Ella trabajó de maestra muchos años, quizá demasiados. Al principio compaginaba su vocación pedagógica con ayudar en las tareas del campo a su familia. Él, también procedente del campo, empezó a saber lo que era sudar la camiseta bajo el sol implacable de Andalucía a la edad de nueve años. Eran otros tiempos, unos de los que muchos jóvenes de hoy no quieren oír ni hablar porque les demuestra lo bien que viven y lo flojitos que son. Luego lo típico, ya se sabe, se conocieron en un baile, se enamoraron, se casaron y siguieron trabajando toda la vida. Ella, de lo suyo, como profesora, y él de encargado en un almacén. Tuvieron unos hijos que casi no se acuerdan de ellos porque viven fuera y unos nietos que les saludan por navidades como lo haría un extraño.
Pero doña Pilar es feliz junto a su Pepito, como lo llama, y teniendo a sus geranios en el pequeño balcón de su piso de cincuenta metros cuadrados y un par de libros que saca de la biblioteca pública se siente satisfecha. Hoy, el señor José habrá salido temprano de casa para ir a comprarle un dulce a doña Pilar a un sitio que queda bastante lejos de su barrio. Es una pastelería de postín en la que venden unos hojaldres de crema que a doña Pilar la vuelven loca. Son caros, claro, pero hoy es la onomástica de su esposa a la que quiere tanto o más que el día en que se dieron el primer beso a escondidas, en un portal oscuro y pendientes de si bajaba o subía algún vecino. El señor José, que tiene una buena horita de ida y otra de vuelta, comprará también un ramillete de flores para doña Pilar. Suele hacerlo en la puerta de una iglesia donde una señora anciana las vende por poquito dinero. Los dos se tratan siempre de usted. ¡Se conocen desde hace tanto! Ella había sido muy guapa de joven e incluso hizo sus pinitos como corista en algún espectáculo de postín, pero la vida y los malos amores hicieron que su estación de término sean esos desgastados escalones de un templo al que poca gente acude y menos aún le compra flores.
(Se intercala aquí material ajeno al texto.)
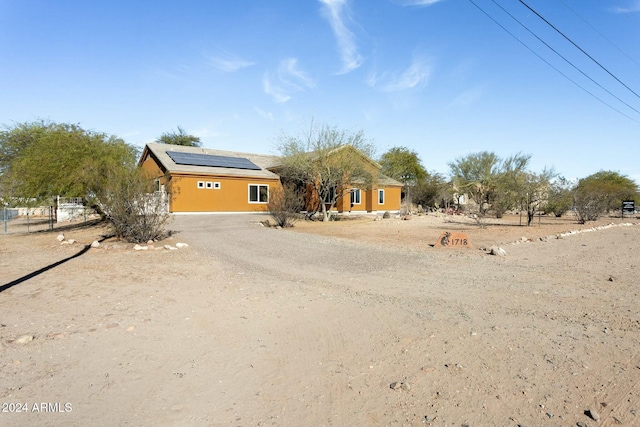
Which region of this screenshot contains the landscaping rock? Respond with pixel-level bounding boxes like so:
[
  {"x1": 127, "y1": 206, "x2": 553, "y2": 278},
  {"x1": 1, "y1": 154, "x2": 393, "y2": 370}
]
[
  {"x1": 489, "y1": 246, "x2": 507, "y2": 256},
  {"x1": 15, "y1": 335, "x2": 35, "y2": 344},
  {"x1": 585, "y1": 409, "x2": 600, "y2": 421}
]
El señor José sabe que aquella mujer es de los suyos, aunque no tenga muy claro quiénes son. Lo que sí sabe es que cuando Pilar le dijo que lo quería, Dios le vino a ver. Y tras cuarenta y tres años de matrimonio, sin más nubes que las lógicas en una pareja que se quiere de verdad, tiene claro que hoy su mujer le habrá preparado un arrocito de esos que a él tanto le gustan, un arrocito sencillo, pero que ella guisa como los ángeles. Luego, los hojaldres y una copa de Jerez dulce, regalo de un primo que se fue a Alemania en los sesenta e hizo mucho dinero, y luego a ver la tele y a quedarse los dos dormidos en el sofá con las manos cogidas.
El señor José sabe que aquella mujer es de los suyos, aunque no tenga muy claro quiénes son. Lo que sí sabe es que cuando Pilar le dijo que lo quería, Dios le vino a ver.
El señor José y doña Pilar saben que este Doce de Octubre se celebra la fiesta nacional y hasta es posible que ella ponga la tele para ver desfilar a nuestras tropas – ¡la Legión, Pepito, ahora desfila la Legión! – o para ver a los reyes - ¡Qué guapo es Felipe, Pepito, y mira las crías, que altas han salido! – mientras se mueve en la minúscula cocina entre cazuelas concebidas para guisar mucha cantidad y ahora desterradas porque solo son dos los comensales.
Y yo creo que esta entrañable pareja de ancianos entienden mejor el sentido de este Doce de Octubre, a pesar de estar solos y de tener tan poquito, que muchos patriotas oficiales de los que se llenan la boca con palabras tan huecas como sus almas.